Relinquishment. “What could we let go of so as not to make matters worse?”
How can we let go of actions, behaviors, and things that disrupt ecological systems?
Restoration. “What could we bring back to help us in these difficult times?”
How can we renew and repair natural landscapes and ecological systems?
Reconciliation. “With what and with whom shall we make peace as we awaken to our common mortality?”
These four questions should be at the forefront of how we humans strive to cooperate with both others and nature.

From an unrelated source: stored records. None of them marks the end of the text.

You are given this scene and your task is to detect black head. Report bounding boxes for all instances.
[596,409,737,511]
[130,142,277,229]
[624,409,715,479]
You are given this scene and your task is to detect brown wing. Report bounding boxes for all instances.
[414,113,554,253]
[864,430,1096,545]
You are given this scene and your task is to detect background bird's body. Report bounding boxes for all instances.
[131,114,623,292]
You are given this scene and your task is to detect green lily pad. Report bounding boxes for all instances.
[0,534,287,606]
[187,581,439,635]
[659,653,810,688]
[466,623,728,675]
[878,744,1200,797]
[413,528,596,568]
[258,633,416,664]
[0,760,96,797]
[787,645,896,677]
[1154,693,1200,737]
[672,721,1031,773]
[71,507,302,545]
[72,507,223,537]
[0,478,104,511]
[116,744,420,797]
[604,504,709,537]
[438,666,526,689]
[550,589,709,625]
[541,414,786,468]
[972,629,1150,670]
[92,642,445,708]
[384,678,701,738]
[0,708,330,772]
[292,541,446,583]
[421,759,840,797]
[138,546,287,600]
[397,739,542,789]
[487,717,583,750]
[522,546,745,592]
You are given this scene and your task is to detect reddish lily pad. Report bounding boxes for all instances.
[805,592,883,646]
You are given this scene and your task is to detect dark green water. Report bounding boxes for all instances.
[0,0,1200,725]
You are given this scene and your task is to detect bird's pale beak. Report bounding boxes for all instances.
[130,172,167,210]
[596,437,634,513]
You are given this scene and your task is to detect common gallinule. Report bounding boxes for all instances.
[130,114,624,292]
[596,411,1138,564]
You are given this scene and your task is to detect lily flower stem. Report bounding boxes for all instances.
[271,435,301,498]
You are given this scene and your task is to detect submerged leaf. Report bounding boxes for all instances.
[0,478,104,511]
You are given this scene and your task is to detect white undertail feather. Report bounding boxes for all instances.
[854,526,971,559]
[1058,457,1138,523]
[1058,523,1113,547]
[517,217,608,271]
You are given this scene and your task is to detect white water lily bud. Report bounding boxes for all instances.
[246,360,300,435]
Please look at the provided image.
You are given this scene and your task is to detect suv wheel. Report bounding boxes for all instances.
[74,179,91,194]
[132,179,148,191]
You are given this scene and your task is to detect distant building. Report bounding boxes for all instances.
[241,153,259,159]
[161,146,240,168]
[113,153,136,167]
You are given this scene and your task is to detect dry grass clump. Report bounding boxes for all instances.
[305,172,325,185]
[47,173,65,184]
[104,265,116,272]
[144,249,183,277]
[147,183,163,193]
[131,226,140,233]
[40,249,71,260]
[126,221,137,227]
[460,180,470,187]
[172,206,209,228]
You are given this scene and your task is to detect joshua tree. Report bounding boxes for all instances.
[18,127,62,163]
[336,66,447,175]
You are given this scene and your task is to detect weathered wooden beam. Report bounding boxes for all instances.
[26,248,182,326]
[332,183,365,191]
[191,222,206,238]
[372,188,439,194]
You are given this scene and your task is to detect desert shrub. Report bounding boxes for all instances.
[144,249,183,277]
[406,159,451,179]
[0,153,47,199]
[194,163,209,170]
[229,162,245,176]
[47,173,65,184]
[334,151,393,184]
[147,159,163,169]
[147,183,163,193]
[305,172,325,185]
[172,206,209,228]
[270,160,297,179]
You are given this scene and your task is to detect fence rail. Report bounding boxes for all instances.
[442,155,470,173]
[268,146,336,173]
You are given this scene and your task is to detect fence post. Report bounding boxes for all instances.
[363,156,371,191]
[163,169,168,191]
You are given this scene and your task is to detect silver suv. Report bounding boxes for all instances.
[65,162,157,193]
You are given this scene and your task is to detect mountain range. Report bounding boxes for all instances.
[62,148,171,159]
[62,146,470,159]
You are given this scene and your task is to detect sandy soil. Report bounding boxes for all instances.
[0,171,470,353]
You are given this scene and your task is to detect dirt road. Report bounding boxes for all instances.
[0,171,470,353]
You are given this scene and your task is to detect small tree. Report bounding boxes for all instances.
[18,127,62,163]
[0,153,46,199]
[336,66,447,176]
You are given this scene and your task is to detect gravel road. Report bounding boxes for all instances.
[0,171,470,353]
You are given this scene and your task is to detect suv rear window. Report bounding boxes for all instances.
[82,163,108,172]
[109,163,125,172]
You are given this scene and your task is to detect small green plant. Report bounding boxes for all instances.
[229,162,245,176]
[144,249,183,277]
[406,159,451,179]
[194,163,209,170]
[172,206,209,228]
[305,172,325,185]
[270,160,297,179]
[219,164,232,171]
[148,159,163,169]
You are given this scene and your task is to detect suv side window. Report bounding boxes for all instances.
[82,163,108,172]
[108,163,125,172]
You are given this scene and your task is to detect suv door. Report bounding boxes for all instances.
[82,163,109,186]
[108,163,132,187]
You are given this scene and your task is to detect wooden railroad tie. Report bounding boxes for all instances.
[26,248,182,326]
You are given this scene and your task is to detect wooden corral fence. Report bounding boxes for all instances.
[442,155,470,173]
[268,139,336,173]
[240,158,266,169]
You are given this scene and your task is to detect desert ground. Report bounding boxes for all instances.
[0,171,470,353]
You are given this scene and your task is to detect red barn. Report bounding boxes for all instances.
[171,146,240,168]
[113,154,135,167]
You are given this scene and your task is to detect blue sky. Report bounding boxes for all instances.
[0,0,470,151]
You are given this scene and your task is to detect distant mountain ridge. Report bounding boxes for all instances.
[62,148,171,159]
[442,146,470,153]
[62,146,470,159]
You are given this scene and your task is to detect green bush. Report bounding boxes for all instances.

At present, humans want to make over the Earth to create more goods and services. We have little concern for how best to live within the natural systems of the Earth. Even as the world around us may seem to fall apart, the ‘Four Rs of Deep Adaptation’ may guide us in positive ways of being part of the natural systems of the Earth. Bendell’s ideas are a major part of caring for the Earth with the knowledge that humans cannot cure the Earth of the disruptions to its ecological systems that they have caused. Caring for Earth brings satisfaction of living a valuable life even if it cannot solve today’s environmental disasters.
Summary
At present, humans have a worldview based on the ideas of growth and progress. Since the discovery that energy from fossil fuels could be harnessed by technology, humans have exponentially satisfied many of their innate desires to grow and reproduce. However, the results—the enormous benefits of modern civilization–now cause major environmental disruptions. Scientific ideas of evolution and ecology show that human current economic activities can no longer support modern civilization without also damaging the ecological and evolutionary bases for life itself.
In very recent times, humans have wanted to control their environment by technology. They continue to believe that with technology they can control natural ecosystems and solve cultural problems. But Earthly systems are larger than the cultural systems modern people want to control. To maintain their lives in the longer run, humans must humbly care for the Earth as their home, not use it as an endless treasure house.